Many research works use Smoothed analysis to prove that some NP-hard problems can actually be solved efficiently in typical cases. A different notion with a similar goal is Generic-case complexity.

Suppose I have a problem X for which I cannot find an algorithm that runs in smoothed-polynomial time, or in generic polynomial time. As an excuse for my failure, I want to prove that X does not have a smoothed-polynomial or a generic-polynomial time algorithm, unless P=NP. How can I do this?

I checked this paper on smoothed complexity theory (by Markus Blaser and @BodoManthey) and this report on generic case complexity. They provide notions of "smoothed reduction" between problems, and prove completeness of some problems. But, they do not relate these notions (as far as I understood) to NP.

What are examples of problems that provably do not have Smoothed or generic-case polynomial-time algorithms unless P=NP?

Answer 1

With respect to smoothed analysis, the only case that I am aware of is the paper by Beier and Vöcking (Typical Properties of Winners and Losers in Discrete Optimization. SIAM J. Comput. 35(4): 855-881, 2006).
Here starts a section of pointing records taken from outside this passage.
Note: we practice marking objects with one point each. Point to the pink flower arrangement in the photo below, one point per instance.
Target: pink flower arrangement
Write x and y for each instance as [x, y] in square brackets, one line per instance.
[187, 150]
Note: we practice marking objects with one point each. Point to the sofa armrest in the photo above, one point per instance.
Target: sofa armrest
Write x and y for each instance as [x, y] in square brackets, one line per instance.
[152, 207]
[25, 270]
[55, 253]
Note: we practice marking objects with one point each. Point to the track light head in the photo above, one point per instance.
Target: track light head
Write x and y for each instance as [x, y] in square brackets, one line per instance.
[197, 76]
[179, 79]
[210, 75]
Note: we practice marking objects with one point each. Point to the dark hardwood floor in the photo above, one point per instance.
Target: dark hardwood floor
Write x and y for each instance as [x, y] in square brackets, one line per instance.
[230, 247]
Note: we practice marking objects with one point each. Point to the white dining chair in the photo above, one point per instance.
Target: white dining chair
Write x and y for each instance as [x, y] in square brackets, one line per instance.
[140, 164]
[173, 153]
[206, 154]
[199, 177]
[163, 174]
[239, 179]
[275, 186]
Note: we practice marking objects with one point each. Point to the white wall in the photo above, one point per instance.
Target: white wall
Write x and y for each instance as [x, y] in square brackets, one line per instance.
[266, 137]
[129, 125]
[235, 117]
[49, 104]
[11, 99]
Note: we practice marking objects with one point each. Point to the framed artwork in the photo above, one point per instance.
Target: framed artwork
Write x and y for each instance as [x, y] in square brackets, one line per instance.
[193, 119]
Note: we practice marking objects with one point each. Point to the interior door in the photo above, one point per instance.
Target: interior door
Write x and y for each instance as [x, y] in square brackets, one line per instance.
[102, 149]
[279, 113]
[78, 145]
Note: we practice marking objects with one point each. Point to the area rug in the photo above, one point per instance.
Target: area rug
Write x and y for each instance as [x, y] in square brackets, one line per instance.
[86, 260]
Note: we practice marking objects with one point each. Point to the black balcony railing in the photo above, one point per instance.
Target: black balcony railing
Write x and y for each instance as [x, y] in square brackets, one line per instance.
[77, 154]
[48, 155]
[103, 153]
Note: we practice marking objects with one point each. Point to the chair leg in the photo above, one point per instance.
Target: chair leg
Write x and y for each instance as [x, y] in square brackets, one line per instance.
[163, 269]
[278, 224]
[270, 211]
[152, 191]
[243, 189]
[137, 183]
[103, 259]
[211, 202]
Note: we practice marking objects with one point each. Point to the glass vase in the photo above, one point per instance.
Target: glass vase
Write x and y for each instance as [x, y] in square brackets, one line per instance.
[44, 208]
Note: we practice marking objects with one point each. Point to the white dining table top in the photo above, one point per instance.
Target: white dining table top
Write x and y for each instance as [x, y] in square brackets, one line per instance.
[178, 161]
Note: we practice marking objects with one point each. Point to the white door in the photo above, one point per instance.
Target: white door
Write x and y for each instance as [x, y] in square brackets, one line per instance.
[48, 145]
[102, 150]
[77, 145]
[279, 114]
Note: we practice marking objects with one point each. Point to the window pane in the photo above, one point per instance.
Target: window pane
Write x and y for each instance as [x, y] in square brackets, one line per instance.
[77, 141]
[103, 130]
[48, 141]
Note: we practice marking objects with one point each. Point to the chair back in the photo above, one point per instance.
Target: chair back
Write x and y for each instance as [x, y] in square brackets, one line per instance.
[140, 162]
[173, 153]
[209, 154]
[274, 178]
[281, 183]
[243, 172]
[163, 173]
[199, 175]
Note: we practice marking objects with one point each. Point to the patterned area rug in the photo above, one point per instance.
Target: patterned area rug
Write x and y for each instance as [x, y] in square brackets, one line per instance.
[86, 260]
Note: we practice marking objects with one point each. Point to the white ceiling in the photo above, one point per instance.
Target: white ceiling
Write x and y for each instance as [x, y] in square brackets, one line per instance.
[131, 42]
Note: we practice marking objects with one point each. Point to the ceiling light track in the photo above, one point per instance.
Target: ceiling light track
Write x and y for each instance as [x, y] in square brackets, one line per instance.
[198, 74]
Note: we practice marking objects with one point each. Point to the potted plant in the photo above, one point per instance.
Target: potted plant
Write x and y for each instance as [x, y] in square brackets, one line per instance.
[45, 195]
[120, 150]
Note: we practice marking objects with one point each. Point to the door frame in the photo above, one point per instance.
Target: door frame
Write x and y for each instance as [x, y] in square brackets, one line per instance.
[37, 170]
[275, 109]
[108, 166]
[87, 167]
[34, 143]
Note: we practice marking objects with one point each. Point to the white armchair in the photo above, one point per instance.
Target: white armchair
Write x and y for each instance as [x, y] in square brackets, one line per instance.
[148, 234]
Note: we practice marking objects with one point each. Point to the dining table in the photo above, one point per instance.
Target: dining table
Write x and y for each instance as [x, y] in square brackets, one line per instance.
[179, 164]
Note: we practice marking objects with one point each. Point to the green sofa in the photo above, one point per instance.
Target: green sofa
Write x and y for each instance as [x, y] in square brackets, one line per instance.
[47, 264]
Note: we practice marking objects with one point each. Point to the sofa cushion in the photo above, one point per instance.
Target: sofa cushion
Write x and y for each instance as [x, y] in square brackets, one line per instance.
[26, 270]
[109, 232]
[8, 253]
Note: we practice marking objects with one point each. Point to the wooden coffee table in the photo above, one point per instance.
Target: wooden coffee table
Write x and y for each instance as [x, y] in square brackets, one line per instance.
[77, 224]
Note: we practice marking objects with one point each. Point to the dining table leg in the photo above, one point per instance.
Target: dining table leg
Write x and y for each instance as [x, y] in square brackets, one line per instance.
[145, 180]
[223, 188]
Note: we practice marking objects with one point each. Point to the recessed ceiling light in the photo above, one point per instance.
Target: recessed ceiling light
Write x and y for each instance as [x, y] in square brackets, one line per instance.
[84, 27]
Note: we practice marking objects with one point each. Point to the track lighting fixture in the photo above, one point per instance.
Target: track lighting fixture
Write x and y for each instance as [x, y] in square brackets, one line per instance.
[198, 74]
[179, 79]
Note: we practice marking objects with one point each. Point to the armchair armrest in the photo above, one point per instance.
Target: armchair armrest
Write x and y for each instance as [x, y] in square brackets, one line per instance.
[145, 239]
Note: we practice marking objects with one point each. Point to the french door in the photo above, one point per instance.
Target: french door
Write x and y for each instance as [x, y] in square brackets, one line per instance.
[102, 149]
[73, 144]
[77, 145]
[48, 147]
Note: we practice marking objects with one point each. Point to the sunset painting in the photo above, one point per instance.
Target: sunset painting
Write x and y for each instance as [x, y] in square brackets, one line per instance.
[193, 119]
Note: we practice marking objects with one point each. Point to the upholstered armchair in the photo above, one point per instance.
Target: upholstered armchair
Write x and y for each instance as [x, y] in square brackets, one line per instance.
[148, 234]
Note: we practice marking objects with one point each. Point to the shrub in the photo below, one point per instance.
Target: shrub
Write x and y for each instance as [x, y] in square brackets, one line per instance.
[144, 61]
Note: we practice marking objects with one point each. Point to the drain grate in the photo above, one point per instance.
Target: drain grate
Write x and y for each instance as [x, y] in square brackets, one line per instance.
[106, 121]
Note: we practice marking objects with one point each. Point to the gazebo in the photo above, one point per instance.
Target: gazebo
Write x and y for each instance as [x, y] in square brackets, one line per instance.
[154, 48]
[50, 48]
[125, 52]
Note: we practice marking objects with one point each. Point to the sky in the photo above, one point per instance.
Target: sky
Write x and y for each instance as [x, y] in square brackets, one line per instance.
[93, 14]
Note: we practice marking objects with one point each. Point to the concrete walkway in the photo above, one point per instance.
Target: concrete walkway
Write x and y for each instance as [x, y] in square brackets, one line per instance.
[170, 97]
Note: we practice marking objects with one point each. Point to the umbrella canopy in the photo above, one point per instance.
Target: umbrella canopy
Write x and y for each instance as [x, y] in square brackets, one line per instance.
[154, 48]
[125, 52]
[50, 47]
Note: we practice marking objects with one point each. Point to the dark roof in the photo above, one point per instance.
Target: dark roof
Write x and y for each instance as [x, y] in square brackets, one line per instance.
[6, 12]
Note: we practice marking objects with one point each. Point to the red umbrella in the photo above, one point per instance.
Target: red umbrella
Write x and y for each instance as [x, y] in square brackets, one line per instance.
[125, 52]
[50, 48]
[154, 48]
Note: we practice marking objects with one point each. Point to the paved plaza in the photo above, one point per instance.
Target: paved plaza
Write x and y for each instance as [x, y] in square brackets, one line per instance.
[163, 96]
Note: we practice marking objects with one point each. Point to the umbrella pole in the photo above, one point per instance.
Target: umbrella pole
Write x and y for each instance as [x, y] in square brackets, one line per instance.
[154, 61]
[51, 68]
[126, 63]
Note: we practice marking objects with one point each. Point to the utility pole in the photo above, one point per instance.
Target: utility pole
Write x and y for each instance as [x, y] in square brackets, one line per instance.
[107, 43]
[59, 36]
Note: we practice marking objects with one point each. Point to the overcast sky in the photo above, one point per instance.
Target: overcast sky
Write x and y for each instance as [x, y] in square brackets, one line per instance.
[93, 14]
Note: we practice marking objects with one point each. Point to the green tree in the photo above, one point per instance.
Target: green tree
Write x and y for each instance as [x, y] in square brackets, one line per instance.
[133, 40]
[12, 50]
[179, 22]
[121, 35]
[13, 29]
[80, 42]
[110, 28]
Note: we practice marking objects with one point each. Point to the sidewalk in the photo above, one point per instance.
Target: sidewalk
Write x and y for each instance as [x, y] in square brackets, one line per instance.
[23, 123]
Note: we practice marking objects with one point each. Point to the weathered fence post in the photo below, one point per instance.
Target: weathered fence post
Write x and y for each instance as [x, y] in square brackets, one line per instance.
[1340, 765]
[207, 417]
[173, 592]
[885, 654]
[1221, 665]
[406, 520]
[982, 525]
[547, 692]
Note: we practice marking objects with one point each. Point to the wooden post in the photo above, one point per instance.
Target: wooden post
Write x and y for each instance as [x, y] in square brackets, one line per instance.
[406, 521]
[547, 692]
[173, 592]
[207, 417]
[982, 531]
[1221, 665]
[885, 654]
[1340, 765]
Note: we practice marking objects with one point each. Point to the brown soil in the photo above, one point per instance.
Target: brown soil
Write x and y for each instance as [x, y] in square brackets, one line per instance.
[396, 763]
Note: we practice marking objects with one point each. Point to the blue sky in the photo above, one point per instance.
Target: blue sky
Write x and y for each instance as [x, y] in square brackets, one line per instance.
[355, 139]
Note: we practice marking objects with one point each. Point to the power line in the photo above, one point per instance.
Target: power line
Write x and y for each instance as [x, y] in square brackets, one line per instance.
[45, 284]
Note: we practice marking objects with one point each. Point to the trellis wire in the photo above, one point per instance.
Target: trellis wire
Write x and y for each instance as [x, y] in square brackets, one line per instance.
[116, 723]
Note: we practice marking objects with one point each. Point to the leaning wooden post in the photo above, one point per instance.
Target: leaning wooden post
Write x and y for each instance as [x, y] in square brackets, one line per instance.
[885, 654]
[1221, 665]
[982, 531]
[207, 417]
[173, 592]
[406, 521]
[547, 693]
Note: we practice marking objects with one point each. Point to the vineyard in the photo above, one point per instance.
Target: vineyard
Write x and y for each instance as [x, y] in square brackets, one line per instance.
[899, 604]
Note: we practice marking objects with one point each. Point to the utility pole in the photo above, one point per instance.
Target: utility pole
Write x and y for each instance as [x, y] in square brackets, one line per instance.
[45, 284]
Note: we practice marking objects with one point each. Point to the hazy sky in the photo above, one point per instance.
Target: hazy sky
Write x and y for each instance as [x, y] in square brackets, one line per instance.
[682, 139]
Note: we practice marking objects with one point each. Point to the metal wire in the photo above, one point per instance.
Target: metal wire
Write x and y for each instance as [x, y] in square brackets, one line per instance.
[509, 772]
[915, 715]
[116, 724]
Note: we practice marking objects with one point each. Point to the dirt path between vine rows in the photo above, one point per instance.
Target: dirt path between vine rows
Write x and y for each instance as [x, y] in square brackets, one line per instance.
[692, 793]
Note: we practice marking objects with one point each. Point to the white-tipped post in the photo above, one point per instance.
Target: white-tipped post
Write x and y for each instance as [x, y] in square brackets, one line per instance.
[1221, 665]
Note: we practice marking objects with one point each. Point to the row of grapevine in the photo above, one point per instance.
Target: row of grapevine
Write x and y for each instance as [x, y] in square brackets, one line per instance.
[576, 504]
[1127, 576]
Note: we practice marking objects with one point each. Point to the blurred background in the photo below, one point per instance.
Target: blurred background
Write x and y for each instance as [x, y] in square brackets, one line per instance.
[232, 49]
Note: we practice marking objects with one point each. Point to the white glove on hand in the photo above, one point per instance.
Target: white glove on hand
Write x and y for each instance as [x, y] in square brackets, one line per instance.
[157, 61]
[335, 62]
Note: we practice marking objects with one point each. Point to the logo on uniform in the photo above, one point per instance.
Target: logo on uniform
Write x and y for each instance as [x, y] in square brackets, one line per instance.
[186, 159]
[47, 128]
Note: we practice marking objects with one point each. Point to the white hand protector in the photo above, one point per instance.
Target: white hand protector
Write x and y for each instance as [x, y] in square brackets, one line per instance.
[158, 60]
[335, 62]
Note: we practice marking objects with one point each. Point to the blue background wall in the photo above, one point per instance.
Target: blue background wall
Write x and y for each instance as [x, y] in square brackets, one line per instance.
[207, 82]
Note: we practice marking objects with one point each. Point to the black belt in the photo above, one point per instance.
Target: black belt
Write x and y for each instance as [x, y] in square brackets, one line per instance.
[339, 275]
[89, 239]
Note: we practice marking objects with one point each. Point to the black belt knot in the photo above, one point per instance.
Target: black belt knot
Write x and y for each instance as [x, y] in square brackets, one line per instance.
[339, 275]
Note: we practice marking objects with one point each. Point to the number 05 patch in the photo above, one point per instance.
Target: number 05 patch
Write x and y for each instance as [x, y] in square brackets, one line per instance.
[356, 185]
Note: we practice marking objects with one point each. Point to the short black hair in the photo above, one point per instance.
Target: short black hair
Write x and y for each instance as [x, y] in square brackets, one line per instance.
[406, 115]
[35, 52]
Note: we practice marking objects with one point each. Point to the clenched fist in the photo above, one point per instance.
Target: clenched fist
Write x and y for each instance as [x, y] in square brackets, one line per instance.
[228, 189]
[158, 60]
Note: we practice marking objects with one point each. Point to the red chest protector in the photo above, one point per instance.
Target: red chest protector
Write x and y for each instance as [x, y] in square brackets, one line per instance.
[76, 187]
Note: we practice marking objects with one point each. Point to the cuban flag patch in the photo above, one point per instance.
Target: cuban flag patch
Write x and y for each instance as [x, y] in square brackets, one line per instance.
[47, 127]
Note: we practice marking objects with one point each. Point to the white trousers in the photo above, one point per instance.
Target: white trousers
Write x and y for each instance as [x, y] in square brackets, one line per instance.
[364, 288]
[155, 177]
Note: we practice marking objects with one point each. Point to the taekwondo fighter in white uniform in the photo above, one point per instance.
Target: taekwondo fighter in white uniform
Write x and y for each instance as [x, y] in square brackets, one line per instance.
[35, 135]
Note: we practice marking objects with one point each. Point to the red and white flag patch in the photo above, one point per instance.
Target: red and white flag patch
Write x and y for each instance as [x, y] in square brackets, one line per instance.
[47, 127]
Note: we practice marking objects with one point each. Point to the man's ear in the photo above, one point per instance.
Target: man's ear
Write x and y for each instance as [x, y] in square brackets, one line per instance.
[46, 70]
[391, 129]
They show that an optimization problem has polynomial smoothed complexity if and only if it has a randomized pseudo-polynomial-time algorithm.

This implies that problems that are strongly NP-hard, such as TSP, cannot be solved in smoothed polynomial time, unless P=NP.

Apart from this, most smoothed analysis results are about the performance of specific algorithms, not about the (smoothed) complexity of problems.